Under the terms of the offer, GMR Airports would be responsible for the design, construction, financing, operation and maintenance of the Heraklion airport for a concession period of 35 years. The bid would also see the consortium take a minimum 10 percent stake in the hub.
A spokeswoman for GMR Airports said the bid is in line with the group’s “asset-light growth strategy” and that the value to GMR from the project will come more from its contract to run the site rather than its ownership stake in the airport.
The new Heraklion airport will replace Crete’s current hub, which saw traffic grow 6.3 percent to 10.3 million passengers last year. GMR said the existing facility is struggling with capacity constraints and unable to cope with growing traffic demand. Crete is the largest and most visited island in Greece.
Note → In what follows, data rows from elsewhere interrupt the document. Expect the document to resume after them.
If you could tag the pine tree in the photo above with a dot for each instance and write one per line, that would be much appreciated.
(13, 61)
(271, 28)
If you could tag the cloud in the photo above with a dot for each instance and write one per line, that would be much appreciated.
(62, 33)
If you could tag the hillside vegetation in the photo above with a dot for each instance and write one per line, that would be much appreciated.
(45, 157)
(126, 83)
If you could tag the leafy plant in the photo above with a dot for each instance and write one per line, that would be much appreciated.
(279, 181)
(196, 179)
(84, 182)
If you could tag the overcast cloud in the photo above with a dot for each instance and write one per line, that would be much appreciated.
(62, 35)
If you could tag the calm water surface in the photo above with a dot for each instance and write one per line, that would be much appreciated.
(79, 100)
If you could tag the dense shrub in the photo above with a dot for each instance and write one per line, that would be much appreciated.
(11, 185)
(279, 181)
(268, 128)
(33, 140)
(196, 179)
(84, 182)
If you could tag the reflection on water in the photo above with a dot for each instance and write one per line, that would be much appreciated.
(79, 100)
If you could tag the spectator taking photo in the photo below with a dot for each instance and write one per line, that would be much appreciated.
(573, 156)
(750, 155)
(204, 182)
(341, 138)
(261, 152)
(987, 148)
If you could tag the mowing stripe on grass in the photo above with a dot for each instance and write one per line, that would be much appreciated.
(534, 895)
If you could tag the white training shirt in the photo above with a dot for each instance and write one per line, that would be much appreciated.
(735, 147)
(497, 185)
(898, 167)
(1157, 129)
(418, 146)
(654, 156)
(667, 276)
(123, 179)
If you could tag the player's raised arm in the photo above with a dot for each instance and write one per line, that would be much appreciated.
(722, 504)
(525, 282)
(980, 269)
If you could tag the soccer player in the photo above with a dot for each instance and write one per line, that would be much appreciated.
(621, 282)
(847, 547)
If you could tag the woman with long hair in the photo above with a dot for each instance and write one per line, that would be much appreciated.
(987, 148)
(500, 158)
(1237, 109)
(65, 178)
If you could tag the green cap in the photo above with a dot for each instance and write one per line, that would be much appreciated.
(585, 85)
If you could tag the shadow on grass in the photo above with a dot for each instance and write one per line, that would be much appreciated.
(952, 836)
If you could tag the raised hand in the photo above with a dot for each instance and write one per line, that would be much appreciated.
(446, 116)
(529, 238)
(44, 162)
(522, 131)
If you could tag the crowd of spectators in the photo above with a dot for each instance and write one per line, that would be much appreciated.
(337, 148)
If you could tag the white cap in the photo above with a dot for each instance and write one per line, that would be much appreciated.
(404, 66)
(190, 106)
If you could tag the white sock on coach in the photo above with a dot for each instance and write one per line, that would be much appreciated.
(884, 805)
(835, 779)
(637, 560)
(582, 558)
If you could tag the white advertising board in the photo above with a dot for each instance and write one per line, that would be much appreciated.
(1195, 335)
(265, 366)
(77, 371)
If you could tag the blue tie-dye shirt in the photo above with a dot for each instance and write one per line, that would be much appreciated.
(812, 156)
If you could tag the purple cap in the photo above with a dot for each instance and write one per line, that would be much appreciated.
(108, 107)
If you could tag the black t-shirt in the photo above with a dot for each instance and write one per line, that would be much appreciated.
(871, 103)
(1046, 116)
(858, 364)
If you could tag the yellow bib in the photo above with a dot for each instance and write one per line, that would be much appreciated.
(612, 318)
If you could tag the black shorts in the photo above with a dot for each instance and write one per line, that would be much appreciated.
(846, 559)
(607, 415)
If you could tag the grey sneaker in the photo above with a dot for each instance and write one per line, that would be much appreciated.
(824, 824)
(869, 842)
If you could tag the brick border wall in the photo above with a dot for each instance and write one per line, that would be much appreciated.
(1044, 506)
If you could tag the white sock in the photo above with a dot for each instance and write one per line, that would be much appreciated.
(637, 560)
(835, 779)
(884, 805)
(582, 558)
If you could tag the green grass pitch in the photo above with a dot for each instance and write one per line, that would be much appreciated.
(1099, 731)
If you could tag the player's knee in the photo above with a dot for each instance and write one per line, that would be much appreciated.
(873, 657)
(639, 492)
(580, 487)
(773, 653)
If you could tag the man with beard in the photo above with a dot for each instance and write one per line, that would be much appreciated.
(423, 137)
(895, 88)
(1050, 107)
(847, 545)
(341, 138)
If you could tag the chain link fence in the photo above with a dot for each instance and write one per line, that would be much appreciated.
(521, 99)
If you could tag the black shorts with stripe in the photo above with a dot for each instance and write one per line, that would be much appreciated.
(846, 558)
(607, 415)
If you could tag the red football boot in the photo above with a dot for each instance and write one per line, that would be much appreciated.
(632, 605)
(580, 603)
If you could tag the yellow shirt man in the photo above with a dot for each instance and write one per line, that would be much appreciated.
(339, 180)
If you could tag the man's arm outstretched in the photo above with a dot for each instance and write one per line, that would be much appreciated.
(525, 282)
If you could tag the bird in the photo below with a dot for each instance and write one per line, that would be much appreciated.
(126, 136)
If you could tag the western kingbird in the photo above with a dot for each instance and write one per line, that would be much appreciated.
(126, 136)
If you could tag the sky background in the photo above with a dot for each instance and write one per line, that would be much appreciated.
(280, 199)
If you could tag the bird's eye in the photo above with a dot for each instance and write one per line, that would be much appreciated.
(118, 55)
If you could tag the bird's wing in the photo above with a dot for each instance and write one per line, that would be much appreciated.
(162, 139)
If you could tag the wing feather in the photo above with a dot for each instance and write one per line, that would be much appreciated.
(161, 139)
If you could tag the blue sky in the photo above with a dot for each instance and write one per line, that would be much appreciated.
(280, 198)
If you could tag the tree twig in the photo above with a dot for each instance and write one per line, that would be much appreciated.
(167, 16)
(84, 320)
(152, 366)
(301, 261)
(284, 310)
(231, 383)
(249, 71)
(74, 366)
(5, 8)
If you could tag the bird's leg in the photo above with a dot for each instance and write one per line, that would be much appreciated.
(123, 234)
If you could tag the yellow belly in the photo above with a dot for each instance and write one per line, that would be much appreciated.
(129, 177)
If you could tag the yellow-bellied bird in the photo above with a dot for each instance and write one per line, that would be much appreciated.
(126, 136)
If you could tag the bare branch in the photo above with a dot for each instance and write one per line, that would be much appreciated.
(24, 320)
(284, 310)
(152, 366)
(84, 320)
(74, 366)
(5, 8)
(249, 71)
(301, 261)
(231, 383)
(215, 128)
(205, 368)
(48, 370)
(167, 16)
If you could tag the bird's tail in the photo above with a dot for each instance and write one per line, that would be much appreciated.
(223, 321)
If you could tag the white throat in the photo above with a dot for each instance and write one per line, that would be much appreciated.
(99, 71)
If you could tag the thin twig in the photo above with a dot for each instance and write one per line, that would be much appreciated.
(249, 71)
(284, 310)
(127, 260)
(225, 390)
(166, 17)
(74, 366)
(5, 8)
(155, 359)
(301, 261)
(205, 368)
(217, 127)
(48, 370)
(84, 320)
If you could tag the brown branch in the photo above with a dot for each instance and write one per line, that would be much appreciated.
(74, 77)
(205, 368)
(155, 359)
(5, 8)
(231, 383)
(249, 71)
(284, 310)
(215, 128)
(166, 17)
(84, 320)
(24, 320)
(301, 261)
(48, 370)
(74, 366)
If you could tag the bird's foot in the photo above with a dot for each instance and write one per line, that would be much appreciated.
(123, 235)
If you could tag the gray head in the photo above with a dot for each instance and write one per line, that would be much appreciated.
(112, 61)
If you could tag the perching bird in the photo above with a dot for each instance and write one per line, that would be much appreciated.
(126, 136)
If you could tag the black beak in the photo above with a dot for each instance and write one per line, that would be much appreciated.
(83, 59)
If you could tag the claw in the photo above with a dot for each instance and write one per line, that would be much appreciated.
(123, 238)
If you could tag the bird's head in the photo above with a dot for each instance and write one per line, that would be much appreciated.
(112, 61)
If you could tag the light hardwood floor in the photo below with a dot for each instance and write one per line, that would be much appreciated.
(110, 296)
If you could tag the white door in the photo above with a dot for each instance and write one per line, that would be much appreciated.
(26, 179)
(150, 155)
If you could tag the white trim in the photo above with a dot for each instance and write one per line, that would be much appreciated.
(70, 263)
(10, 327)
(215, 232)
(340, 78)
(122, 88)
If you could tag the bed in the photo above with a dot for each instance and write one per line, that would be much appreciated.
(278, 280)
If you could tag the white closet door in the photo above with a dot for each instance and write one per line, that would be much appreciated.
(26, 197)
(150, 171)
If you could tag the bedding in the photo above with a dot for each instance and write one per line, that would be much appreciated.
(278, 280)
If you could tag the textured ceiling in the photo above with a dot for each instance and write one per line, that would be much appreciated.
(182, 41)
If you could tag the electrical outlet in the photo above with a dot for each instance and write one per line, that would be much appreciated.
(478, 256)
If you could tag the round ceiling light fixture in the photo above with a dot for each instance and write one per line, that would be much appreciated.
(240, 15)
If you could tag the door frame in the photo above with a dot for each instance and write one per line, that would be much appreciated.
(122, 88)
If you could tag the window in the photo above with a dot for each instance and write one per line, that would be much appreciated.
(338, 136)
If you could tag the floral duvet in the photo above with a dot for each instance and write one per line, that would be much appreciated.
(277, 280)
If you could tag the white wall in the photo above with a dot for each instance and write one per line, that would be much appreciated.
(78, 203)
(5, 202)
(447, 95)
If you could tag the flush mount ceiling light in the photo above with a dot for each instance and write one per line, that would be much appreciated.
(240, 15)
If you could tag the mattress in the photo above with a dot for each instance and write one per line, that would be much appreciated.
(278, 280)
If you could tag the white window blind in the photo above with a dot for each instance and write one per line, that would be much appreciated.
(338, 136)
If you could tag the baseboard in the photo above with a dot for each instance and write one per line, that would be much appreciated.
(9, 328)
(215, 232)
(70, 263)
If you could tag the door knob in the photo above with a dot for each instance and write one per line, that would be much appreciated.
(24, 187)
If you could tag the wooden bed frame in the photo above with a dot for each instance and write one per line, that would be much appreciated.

The airport is not the only asset being sold under Greece’s €50 billion privatisation programme to have attracted unique bids. FS Italiane in March emerged as the only bidder for TrainOSE, the state-owned rail operator, while China’s Cosco Group’s €280.5 million offer for 51 percent of Piraeus Port was also unopposed.
Other assets currently up for sale or leasing by HRADF, the country's privatisation agency, include rolling stock maintenance company ROSCO and the Egnatia toll road.